For Israelis – only too aware of the indefensible nature of those armistice lines and the fact that just eighteen years after they were drawn, Israel yet again faced the threat of annihilation from its neighbours – Obama’s declaration was seen as an American adoption of the Palestinian viewpoint, a hindrance to negotiations and back-tracking on the commitments made by Obama’s predecessor in 2004. 

“As part of a final peace settlement, Israel must have secure and recognized borders, which should emerge from negotiations between the parties in accordance with UNSC Resolutions 242 and 338. In light of new realities on the ground, including already existing major Israeli populations centers, it is unrealistic to expect that the outcome of final status negotiations will be a full and complete return to the armistice lines of 1949, and all previous efforts to negotiate a two-state solution have reached the same conclusion. It is realistic to expect that any final status agreement will only be achieved on the basis of mutually agreed changes that reflect these realities.”

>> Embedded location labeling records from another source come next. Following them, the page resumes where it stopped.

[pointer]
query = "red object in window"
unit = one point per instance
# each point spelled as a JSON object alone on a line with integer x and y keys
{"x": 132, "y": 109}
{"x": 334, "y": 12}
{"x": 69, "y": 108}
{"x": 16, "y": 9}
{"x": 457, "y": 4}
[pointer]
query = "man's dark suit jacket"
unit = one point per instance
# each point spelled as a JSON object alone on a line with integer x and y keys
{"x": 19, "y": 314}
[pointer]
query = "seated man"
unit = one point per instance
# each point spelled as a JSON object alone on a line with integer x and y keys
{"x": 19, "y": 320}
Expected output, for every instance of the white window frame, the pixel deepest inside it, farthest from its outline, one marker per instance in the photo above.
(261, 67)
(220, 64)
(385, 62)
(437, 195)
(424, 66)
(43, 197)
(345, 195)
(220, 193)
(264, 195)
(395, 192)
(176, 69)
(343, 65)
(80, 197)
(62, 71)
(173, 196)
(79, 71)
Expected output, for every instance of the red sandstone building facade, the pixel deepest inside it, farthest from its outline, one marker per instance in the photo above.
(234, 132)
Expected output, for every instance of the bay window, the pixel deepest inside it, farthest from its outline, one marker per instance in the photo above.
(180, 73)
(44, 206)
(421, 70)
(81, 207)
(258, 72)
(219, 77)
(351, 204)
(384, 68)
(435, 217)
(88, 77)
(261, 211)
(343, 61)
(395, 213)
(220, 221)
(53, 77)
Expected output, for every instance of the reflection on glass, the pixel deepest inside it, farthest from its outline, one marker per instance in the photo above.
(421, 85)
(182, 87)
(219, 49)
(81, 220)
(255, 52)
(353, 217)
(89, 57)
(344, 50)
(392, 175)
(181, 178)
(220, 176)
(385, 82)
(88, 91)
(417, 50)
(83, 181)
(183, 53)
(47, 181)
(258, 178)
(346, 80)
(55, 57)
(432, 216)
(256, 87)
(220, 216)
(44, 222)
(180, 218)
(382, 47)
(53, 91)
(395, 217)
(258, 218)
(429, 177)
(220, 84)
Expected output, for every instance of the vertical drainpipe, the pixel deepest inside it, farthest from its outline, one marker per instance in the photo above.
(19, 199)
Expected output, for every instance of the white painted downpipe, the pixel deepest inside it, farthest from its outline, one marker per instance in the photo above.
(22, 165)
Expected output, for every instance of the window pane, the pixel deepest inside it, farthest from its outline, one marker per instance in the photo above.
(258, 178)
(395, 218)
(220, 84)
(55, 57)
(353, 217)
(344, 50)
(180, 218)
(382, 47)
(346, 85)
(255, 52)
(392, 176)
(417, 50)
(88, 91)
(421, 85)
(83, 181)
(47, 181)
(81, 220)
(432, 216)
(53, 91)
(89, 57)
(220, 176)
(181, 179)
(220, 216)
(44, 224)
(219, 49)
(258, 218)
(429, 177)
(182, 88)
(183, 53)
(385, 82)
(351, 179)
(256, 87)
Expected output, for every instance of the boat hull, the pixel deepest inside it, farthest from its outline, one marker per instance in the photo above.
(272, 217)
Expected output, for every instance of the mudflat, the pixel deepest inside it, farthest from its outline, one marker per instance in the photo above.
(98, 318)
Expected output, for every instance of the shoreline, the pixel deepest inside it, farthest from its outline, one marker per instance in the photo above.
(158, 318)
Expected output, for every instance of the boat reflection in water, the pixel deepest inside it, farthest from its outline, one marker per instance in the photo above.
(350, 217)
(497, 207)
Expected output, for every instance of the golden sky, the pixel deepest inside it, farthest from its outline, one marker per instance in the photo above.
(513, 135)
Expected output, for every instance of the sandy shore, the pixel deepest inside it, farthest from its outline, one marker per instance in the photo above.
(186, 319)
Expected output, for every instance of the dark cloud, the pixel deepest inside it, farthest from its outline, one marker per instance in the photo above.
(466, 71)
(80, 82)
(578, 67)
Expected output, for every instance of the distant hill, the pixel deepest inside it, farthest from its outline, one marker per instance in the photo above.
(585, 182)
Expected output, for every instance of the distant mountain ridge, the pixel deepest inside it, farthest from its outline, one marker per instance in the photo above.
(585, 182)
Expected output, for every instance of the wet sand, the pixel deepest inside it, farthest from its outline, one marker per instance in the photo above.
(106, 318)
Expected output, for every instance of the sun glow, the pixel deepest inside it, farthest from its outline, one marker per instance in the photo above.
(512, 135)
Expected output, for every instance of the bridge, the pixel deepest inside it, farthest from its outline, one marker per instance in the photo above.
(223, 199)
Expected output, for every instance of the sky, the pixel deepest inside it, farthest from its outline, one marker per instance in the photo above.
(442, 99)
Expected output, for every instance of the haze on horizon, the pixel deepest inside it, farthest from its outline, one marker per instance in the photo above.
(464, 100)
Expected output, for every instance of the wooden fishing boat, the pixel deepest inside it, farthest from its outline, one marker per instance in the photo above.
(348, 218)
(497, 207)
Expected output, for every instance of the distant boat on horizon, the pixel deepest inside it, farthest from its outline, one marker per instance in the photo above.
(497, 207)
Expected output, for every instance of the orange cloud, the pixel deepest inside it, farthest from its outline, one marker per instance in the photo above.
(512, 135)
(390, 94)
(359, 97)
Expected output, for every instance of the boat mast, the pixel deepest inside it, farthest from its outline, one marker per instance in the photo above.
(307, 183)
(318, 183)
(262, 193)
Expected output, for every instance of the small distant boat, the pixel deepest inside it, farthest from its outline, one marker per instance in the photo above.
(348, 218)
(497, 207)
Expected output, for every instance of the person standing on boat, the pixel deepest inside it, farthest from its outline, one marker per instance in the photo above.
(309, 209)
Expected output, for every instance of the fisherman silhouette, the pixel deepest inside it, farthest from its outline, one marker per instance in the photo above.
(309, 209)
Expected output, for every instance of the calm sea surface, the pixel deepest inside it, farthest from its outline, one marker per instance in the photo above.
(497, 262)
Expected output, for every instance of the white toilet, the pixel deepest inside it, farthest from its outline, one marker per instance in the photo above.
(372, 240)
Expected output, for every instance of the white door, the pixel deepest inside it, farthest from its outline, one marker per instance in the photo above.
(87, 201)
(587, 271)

Hence, the day after what some saw a public ambush, Netanyahu stated during his visit to the White House:

“I think for there to be peace, the Palestinians will have to accept some basic realities.  The first is that while Israel is prepared to make generous compromises for peace, it cannot go back to the 1967 lines — because these lines are indefensible; because they don’t take into account certain changes that have taken place on the ground, demographic changes that have taken place over the last 44 years.

Remember that, before 1967, Israel was all of nine miles wide.  It was half the width of the Washington Beltway.  And these were not the boundaries of peace; they were the boundaries of repeated wars, because the attack on Israel was so attractive.

So we can’t go back to those indefensible lines, and we’re going to have to have a long-term military presence along the Jordan.  I discussed this with the President and I think that we understand that Israel has certain security requirements that will have to come into place in any deal that we make.”

Wyre Davies, however, neglects to inform his readers of the context to Netanyahu’s words, instead reducing them to the superficial category of a spontaneous ‘lecture’ “in his own office”. Of course for readers to take something from Davies’ jaundiced account beyond the impression of Israeli rudeness (and worse) which he so deftly weaves, that context is vital. The failure to provide it can only be viewed as an attempt to shape a specific political narrative.